Help !!!!!!!!

I can't begin to explain the past year I have has. Now only one part of my body remains "untouched". My eyes. I always say to my self if it goes to my eyes I'm gonna end it all. I am having the worst flare up anyone can imagine. I know there are a lot of sufferers out there, even you would be amazed at what I have to deal with be cause of this disease. I'll post some photos at the end of the post. The reason I'm writing this is to let go of anger and vent. I'm sorry if I sound like a mad miserable man. The truth is I'm someone who people fall in love with the second they meet me. I'm the guy who walks in the room and everyone's face lights up. Or at least I used to be. Now I get the tilted to the side (head of concern). I have always been the life of the party the ONE!!


You need to get the hell out of me and burn inside one of the doctors who mistreated me!!

I want my life back. I want my looks back. I am so hot!! I remember looking in the mirror and being flabbergasted at how strikingly handsome I was. Now all I see is soars and scars. I was diagnosed 1 year ago by a neurologist who couldn't believe I had been to multiple dermatologists and a bunch of other doctors who kept misdiagnosing me and treating me for MRSA, herpes syphilis and whatever else they could pull out of a hat. I'm taking methotrexate, prednisone and Colchis and my tell count is 1700 and at 62%. And if the hiding out in my apartment weren't painful enough I have neuro behcets, behcets arthritis , behcets,meningitis , the worse is the sleep walking. I keep hurting myself in my sleep I've had so many head injuries in the past few months my skull must be cracked on every side. I wake up screaming as if someone were digging a nice into the heart of my central nervous system. As my neighbor put it " it sounds if like someone's being gutted rob"". The embarrassment and pain I feel when people look at me on the street is what's gonna be my final breaking point. I have to zoom by people on the street so they don't have even a second trouble focus in on one of my lesions. And when they do see one they give me that look. I'm sure you know it.

12 Replies

  • I feel very poorly today now so cant find words to help. don't give up try and get better meds for pain and stuff to help you sleep. I feel better when I can sleep. I would like to hold your hand. you are still Rob. try and chat more later Jill xxx

  • Hi there

    This is a very cruel disease and it sounds as if you are really going through it at the moment. I have had behcet's for many years and cruelly 6-7 years ago I also started suffering from really bad neurological symptoms where it seemed as if my body and mind had been taken over by an alien or some mad demon. I do know just how terrifying this can be and also how badly Dr's can treat us sometimes....but thankfully it sounds as if the right one's are trying to help you now. Some of us here went for many many years before getting diagnosed and having treatment. I don't know how things are in your Country but Dr's here in the UK are becoming more and more aware of this condition.
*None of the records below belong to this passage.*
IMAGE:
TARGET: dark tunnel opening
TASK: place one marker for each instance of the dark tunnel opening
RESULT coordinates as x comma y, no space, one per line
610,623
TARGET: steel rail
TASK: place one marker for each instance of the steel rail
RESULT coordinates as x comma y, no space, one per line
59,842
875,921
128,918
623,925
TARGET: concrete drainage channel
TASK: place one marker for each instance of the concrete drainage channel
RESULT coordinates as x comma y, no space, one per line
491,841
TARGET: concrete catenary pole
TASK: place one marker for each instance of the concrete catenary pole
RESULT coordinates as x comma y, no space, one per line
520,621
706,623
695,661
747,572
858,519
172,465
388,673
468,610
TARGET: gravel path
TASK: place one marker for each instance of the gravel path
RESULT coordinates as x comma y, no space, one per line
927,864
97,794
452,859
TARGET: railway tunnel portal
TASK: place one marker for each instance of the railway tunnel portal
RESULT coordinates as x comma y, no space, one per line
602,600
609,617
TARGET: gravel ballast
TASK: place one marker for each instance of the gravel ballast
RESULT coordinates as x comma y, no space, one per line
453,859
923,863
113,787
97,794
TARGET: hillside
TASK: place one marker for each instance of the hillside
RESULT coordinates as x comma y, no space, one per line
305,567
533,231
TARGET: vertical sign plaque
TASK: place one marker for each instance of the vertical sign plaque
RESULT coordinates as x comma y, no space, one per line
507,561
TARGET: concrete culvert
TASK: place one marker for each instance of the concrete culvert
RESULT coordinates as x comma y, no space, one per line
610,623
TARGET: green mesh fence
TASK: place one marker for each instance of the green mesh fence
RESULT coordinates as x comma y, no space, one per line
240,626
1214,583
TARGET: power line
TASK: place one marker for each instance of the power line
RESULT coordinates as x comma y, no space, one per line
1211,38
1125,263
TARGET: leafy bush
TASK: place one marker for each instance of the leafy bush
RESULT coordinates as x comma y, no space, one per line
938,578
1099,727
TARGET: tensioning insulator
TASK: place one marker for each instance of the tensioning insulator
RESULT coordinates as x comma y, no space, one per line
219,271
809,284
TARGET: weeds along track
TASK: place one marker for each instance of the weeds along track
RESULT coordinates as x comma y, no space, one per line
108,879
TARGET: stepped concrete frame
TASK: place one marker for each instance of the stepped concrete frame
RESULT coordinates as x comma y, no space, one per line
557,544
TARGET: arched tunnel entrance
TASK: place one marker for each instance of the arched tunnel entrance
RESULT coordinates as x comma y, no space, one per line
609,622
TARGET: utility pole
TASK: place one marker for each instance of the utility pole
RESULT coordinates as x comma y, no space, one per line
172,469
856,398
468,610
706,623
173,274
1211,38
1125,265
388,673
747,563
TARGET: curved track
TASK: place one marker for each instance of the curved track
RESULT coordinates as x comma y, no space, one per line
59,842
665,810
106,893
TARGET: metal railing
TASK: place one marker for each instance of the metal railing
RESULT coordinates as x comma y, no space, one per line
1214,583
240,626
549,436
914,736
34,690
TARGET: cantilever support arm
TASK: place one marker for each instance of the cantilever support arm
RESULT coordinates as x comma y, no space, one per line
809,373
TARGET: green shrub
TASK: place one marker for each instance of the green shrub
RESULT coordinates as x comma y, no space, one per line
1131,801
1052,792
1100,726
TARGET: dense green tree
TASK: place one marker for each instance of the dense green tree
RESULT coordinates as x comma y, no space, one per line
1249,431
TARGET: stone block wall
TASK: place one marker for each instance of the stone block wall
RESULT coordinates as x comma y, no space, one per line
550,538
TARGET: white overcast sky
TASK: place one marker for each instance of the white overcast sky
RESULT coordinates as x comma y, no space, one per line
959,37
    The medications you are on will take a while to kick in and sometimes it feels as if you are never going to get better or even improve. You may have to try others before finding the best one's for you. Your poor nervous system must be in shreds at the moment and so the main thing is that you have to try and find a way to get in touch with your inner self and get rid of the anger. It will only make things worse for you as Behcet's just loves stress and anger to keep it going.

    Try and speak to your Doctors about the sleep walking as Jill is right that sleep is the key to your nervous system repair. There maybe something that could help as it sounds as if you are acting out your anger in your sleep and this must be like torture for you.
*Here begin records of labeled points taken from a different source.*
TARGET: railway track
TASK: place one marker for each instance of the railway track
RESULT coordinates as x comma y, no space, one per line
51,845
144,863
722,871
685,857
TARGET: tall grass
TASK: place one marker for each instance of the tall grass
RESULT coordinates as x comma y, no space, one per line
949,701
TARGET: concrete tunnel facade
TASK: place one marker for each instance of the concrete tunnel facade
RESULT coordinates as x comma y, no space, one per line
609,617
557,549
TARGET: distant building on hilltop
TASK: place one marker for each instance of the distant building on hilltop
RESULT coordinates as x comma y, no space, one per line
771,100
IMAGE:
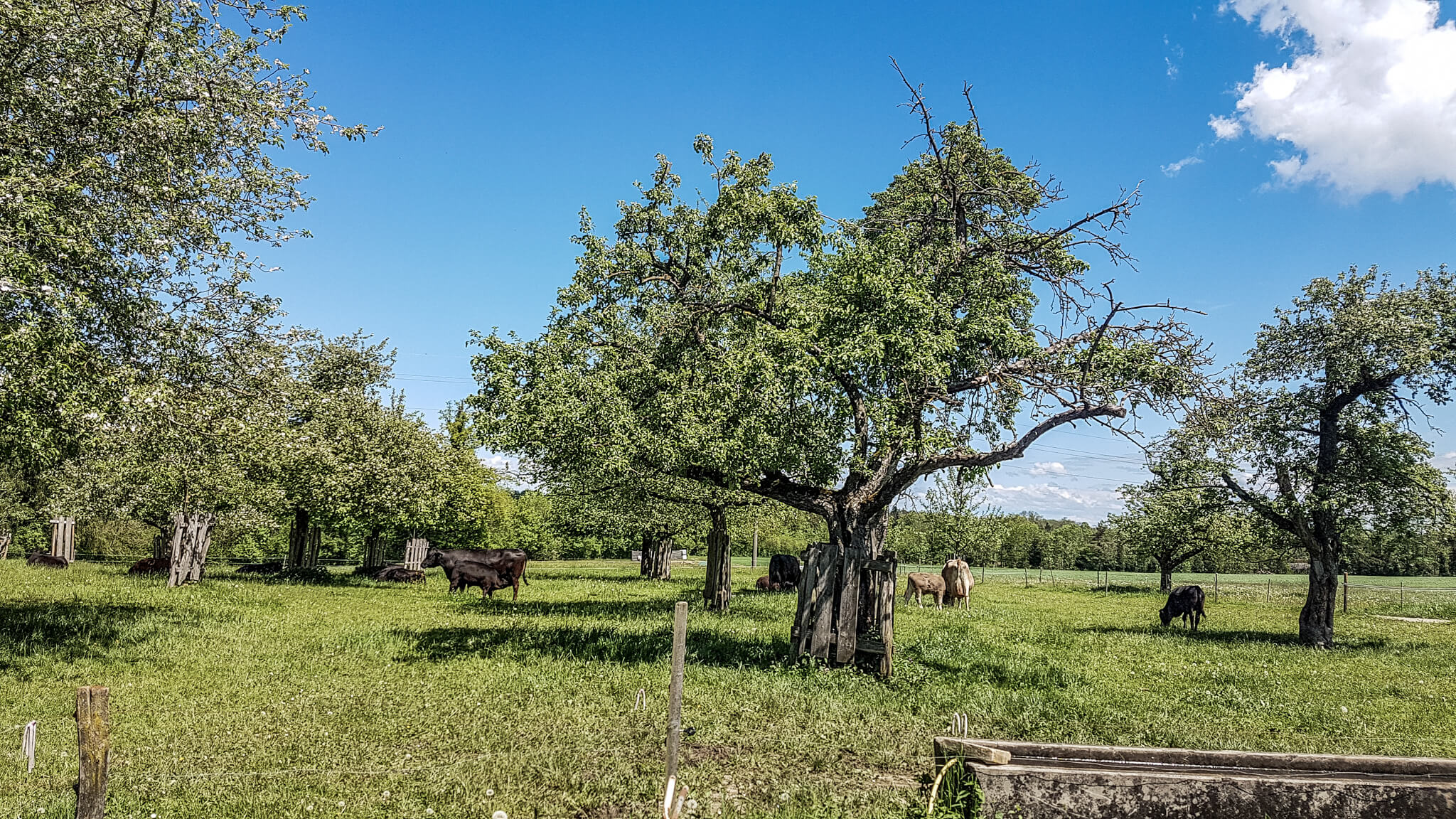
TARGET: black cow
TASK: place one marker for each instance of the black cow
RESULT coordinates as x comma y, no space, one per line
508,564
783,570
400,574
1186,602
46,562
488,579
150,566
271,567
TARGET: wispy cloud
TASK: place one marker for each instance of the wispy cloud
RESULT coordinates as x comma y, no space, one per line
1174,168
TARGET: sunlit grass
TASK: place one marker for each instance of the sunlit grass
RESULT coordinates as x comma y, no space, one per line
250,698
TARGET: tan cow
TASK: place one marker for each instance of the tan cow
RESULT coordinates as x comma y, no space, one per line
958,582
921,583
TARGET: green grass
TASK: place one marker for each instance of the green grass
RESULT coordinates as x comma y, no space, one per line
248,698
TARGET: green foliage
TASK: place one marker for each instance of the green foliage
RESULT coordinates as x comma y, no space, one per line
136,146
734,344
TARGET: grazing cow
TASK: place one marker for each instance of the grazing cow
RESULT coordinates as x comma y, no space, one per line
1186,602
783,570
271,567
507,563
488,579
958,582
400,574
921,583
46,562
150,566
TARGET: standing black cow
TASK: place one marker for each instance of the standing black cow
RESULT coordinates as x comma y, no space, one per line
508,564
1186,602
783,570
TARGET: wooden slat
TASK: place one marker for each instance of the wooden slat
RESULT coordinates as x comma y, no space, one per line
847,624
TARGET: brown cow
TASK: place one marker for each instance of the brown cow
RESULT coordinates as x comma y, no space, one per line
921,583
958,582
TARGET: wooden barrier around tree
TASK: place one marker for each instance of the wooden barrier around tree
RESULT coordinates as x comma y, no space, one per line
415,552
846,608
191,538
63,538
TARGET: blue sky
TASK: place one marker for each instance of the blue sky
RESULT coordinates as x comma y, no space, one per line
501,122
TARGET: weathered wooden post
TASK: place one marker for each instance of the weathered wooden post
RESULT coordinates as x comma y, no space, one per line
675,692
415,551
94,735
63,538
191,538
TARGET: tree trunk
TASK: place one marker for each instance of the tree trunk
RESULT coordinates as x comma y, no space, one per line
657,556
718,589
1317,620
191,537
299,538
836,604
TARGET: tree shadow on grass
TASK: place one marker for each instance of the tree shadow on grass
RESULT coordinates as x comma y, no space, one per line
600,643
73,630
1238,637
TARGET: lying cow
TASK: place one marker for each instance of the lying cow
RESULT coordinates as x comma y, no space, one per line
46,562
400,574
783,570
508,564
150,566
271,567
958,582
1186,602
921,583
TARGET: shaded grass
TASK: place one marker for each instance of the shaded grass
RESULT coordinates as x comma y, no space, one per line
247,698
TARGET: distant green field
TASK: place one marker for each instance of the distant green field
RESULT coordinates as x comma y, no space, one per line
250,698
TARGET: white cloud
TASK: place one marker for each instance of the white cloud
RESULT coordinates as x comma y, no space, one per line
1172,169
1056,502
1226,127
1369,104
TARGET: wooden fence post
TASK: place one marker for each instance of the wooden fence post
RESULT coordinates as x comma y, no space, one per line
94,735
63,538
675,692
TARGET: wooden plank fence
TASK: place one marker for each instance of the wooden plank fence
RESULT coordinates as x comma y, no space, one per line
846,606
415,552
63,538
191,538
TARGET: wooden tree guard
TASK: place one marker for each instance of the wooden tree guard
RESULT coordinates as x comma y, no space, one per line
657,556
191,537
63,538
375,550
94,735
846,606
415,551
718,585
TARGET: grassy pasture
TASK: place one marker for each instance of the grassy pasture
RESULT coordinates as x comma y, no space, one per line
248,698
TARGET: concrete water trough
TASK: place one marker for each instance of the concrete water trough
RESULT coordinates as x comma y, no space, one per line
1083,781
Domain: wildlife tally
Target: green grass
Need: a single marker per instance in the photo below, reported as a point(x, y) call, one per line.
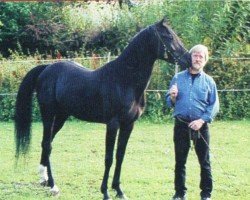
point(148, 169)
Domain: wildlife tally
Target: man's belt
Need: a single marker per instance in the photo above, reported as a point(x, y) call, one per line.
point(193, 135)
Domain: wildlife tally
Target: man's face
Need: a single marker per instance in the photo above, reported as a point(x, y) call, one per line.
point(198, 60)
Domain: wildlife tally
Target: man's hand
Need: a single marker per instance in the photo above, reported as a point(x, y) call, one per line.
point(173, 92)
point(196, 124)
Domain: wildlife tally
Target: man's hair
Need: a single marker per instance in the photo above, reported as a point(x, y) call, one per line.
point(200, 48)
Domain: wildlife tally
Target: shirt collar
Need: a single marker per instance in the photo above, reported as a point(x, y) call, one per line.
point(199, 74)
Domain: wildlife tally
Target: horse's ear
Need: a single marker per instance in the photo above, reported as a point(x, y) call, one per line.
point(164, 21)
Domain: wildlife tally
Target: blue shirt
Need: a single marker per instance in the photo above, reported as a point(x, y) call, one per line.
point(196, 99)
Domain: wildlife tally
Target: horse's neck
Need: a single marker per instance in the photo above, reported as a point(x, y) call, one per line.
point(136, 63)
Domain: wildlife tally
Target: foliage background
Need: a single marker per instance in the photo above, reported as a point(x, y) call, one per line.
point(30, 32)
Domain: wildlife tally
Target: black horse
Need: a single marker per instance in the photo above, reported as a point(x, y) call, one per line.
point(112, 94)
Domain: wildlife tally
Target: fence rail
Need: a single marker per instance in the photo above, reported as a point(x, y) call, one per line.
point(223, 90)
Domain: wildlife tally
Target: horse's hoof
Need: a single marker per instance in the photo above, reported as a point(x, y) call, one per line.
point(43, 183)
point(121, 196)
point(54, 191)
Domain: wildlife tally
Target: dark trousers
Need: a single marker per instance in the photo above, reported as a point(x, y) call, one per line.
point(182, 145)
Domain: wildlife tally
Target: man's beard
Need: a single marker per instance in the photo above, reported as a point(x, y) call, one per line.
point(196, 67)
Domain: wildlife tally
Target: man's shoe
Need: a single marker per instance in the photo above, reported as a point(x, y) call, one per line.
point(178, 197)
point(206, 198)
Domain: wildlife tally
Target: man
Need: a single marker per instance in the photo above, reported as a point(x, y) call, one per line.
point(194, 96)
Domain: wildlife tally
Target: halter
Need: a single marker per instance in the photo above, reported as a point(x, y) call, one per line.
point(166, 50)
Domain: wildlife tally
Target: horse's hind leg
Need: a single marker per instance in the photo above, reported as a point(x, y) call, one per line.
point(125, 131)
point(51, 125)
point(58, 122)
point(111, 133)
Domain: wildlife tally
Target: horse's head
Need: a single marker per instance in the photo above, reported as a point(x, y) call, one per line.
point(169, 46)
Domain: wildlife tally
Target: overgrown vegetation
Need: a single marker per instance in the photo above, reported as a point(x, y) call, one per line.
point(33, 31)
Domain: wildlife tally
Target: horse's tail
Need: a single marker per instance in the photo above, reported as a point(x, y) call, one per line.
point(23, 110)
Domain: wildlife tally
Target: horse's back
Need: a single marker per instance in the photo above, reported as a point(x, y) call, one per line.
point(72, 88)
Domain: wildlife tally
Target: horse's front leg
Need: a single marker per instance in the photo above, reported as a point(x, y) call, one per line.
point(125, 131)
point(111, 133)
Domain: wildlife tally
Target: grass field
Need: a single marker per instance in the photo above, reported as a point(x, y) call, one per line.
point(148, 169)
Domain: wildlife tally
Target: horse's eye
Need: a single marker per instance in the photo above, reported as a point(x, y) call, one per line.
point(170, 37)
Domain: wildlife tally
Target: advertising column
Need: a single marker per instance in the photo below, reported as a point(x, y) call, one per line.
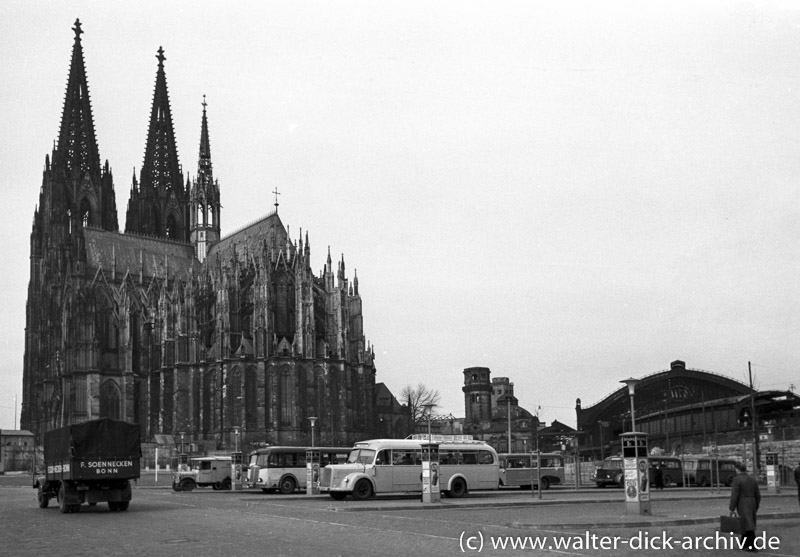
point(312, 472)
point(236, 471)
point(430, 473)
point(636, 470)
point(773, 477)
    Have you got any close friends, a neighbour or family member that could listen to you or maybe stay sometimes so you can sleep safely.....I remember when my symptoms were new and the fear I had because my breathing was affected. I was literally frightened to close my eyes and go to sleep in case I stopped the end I asked my husband to sit a watch me while I went to sleep just in case I stopped breathing. He did this for me and gradually I learnt to let go of the fear and anger.

    Try going out every day, even if it is to walk to the end of the road and back as you will begin to get stronger and people will get used to seeing you again. I had to do this myself as I lost the use of my legs and virtually had to teach myself to walk again.

    It was then that I started to get better and face my illness head on.

    You must be braver than you think to be able to come here to this forum and ask for help in the way that you use your anger for grit and determination to go forward instead.

    Keep talking to us if you need to vent as we do understand what it is like to lose our former self, but I can say there is still life after behcet's.

    Hope some of this has helped a bit


  • Hello Rob and welcome to the site, where you will find understanding, support and lots of advice.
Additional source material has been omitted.